Create an Empty OneNote Document with a Page Title
Aspose.Note for Java supports generating OneNote documents from scratch.
Use this code snippet to create from scratch a new document with a title.
This example works as follows:
- Create an object of the Document class.
- Initialize Page class object by passing the Document class object.
- Set Page title using Page.setTitle() method.
- Call Document class’ appendChildLast method and pass the Page class object.
- Finally, save it by calling the save method of Document class.
The following code snippet shows you how to create an empty OneNote document with a page title.
1// The path to the documents directory.
2String dataDir = Utils.getSharedDataDir(CreateDocWithPageTitle.class);
3
4// Create an object of the Document class
5Document doc = new Document();
6
7// Initialize Page class object
8Page page = new Page(doc);
9
10// Default style for all text in the document.
11ParagraphStyle textStyle = new ParagraphStyle();
12textStyle.setFontColor(Color.BLACK);
13textStyle.setFontName("Arial");
14textStyle.setFontSize(10);
15
16// Set page title properties
17Title title = new Title(doc);
18
19RichText titleText = new RichText(doc);
20titleText.setText("Title text.");
21titleText.setParagraphStyle(textStyle);
22title.setTitleText(titleText);
23
24RichText titleDate = new RichText(doc);
25Calendar cal = Calendar.getInstance();
26cal.set(2018, 04, 03);
27titleDate.setText(cal.getTime().toString());
28titleDate.setParagraphStyle(textStyle);
29title.setTitleDate(titleDate);
30
31RichText titleTime = new RichText(doc);
32titleTime.setText("12:34");
33titleTime.setParagraphStyle(textStyle);
34title.setTitleText(titleTime);
35
36page.setTitle(title);
37
38// Append Page node in the document
39doc.appendChildLast(page);
40
41dataDir = dataDir + "load//CreateDocWithPageTitle_out.one";
42
43// Save OneNote document
44doc.save(dataDir);
Getting File Format Information
Aspose.Note API supports Microsoft OneNote as well as on OneNote online file formats. The lateral has some limitations such as no support for attachments and images in the document is not available. In order to guide the users about these two different types of documents, the API provides the method to determine the file format of the OneNote document so as to know the limitations until these are fully supported.
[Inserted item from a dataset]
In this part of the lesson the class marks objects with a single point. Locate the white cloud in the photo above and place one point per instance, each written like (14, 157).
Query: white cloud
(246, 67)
This article shows how to retrieve the file format information of the OneNote document using the FileFormat property of the Document class.
1String dataDir = Utils.getSharedDataDir(GetFileFormatInfo.class) + "load/";
2
3Document document = new Document(dataDir + "Aspose.one");
4switch (document.getFileFormat())
5{
6 case FileFormat.OneNote2010:
7 // Process OneNote 2010
8 break;
9 case FileFormat.OneNoteOnline:
10 // Process OneNote Online
11 break;
12}